I am often asked whether Nikon or Canon produce the superior camera systems, but to be honest, the differences are negligible. This is because 90% of the features aren’t utilised in dental photography.

You will require three main components of your camera: camera body, macro lens and a flash, with availability and user preferences varying with each. But what would I recommend?

When choosing a camera, a digital SLR is a solid choice, although mirrorless cameras now offer similar specifications while being smaller and lighter. Remember that the camera body you purchase has to be compatible with a suitable lens.

A 100mm/105mm macro lens is a must and offers a magnification ratio of 1:1. This keeps the user at a safe working distance from the subject while avoiding perspective distortion.

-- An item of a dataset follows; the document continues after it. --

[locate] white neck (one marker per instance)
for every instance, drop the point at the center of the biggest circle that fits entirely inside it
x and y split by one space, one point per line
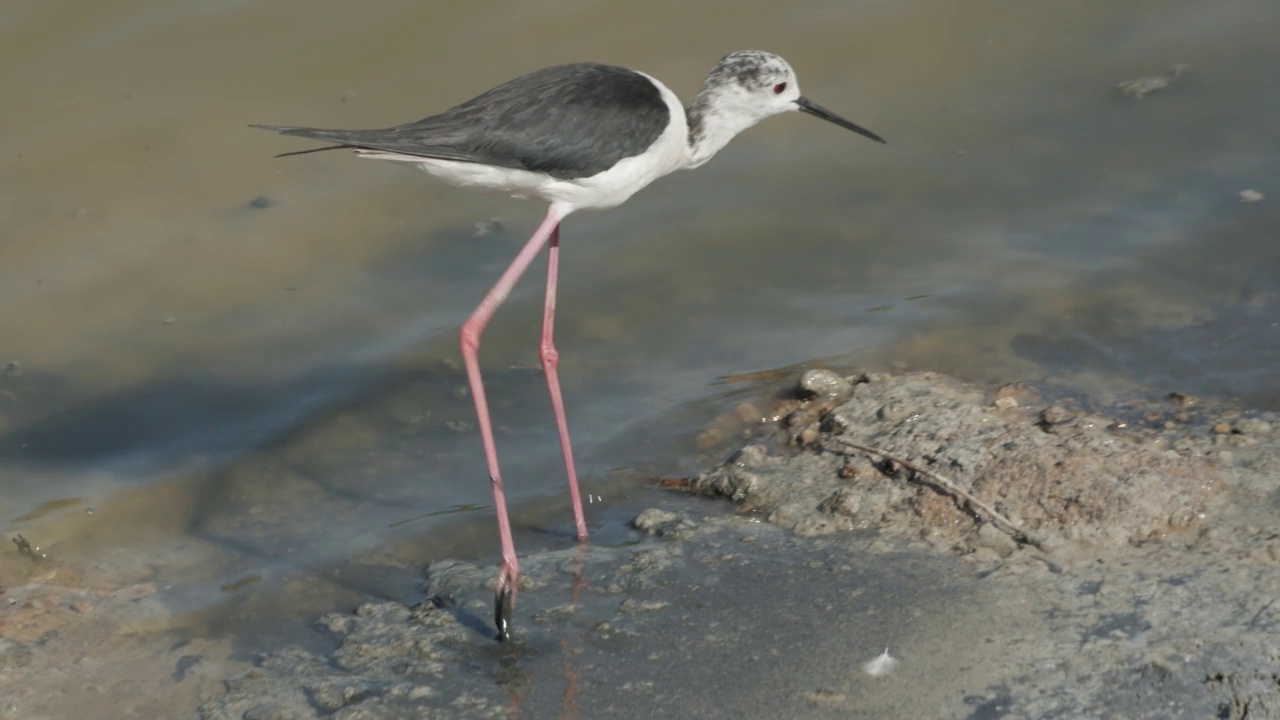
716 118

The third, but equally essential, tool is a ring flash, which will help to eliminate shadow and is ideal for intraoral photography. Alternatively, if you are conducting extraoral photography, I would then recommend an external Speedlight, with a flash off-camera cable. This enables a more powerful flash to be placed alongside the lens barrel to achieve adequate exposure and avoids background shadow.

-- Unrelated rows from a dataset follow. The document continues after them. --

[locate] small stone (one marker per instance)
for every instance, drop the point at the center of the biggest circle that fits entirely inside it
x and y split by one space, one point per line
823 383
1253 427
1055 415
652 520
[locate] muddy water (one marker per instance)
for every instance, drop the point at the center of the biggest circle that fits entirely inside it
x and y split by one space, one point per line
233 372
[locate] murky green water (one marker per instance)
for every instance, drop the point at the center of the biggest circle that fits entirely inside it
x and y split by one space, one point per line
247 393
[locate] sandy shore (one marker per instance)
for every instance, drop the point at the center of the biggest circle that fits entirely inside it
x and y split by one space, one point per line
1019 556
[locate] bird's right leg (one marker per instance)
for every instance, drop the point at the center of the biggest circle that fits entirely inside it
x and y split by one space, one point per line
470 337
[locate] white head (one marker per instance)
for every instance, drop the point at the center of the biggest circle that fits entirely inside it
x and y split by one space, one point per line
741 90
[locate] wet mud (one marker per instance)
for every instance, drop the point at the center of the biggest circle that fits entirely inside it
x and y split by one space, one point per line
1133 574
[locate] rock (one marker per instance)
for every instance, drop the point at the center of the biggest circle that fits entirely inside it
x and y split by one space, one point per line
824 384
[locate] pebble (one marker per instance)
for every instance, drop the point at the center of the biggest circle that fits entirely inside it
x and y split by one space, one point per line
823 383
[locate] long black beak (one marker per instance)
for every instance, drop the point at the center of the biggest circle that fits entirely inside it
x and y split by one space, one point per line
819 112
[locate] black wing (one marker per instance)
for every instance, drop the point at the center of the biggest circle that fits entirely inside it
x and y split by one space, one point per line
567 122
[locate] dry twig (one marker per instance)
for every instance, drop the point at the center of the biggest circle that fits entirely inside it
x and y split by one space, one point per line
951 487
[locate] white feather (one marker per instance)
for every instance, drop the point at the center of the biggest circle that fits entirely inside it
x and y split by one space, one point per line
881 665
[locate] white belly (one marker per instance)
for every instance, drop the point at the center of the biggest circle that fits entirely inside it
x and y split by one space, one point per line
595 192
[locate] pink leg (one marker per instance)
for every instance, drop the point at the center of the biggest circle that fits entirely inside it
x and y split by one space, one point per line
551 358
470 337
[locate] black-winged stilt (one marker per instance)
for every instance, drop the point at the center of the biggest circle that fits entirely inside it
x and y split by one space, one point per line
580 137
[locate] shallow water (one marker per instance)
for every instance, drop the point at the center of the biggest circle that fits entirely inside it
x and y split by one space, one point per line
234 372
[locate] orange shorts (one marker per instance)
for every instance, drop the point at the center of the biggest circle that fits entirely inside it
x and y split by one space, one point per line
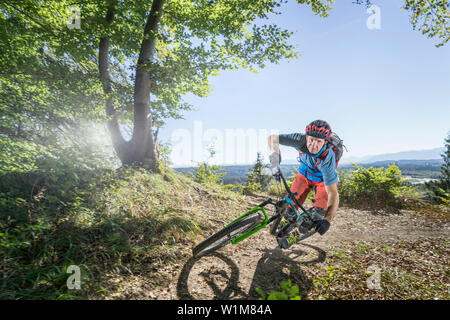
303 186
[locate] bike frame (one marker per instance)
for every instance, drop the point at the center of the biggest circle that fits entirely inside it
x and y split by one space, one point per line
290 199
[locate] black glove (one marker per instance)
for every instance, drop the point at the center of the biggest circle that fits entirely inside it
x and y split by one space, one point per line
275 160
321 226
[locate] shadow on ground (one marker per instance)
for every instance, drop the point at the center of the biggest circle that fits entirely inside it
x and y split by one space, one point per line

Figure 1a (left): Picture was taken using short-length palatal mirror, with fingers in shot. Figure 1b (right): When taken with a long-length palatal mirror, fingers in the photo can be avoided

Reflection

There is no shortage of choice when picking a mirror for intraoral photography. You can choose from coatings such as chromium or titanium, different shapes, sizes and whether it has a handle.

We use two mirrors – a child palatal and a large palatal mirror from DB Orthodontics. We do not use a handle, as can be tempting to use it to lever the mouth open! Needless to say, this is uncomfortable for the patient, and can often result in the mirror resting on the distal surface of the molars.

Having a custom long-length large palatal mirror from DB Orthodontics enables the user to avoid unintentional fingers in the shot (Figure 1) and avoids resting the mirror on the area of interest.

It also offers the ability to switch mirror ends, allowing two options for varied mouth widths.

Retraction

Ultimately, the choice of retraction equipment depends on the subject you are photographing. When undertaking anterior and oblique buccal views, we use the 3.5cm side of a large retractor. However, when undertaking upper and lower occlusal views, we switch to a small retractor.

This is due to horizontal versus vertical retraction. During anterior views, we require retraction all the way back to the molars, and a more horizontal lip retraction is preferable (unless focusing on the gingiva).

It is uncommon to achieve both vertical and horizontal retraction of the lips and so one must be prioritised over the other.

When undertaking mirror views, two small retractors allow for adequate retraction of the upper lip. Moving the retractors from a horizontal placement to a 45°angle helps to avoid the front lip covering the occlusal surface of the incisors.

Contrastors

Contrastors are a simple tool for eliminating unwanted detail and backgrounds, enabling direct focus on the subject.

Besides creating a more aesthetically pleasing image when using a plain black background, contrastors also help in portraying contour and shape by providing background separation. This can be useful in displaying the anatomy of the incisal edge, translucency, and extent of diastema.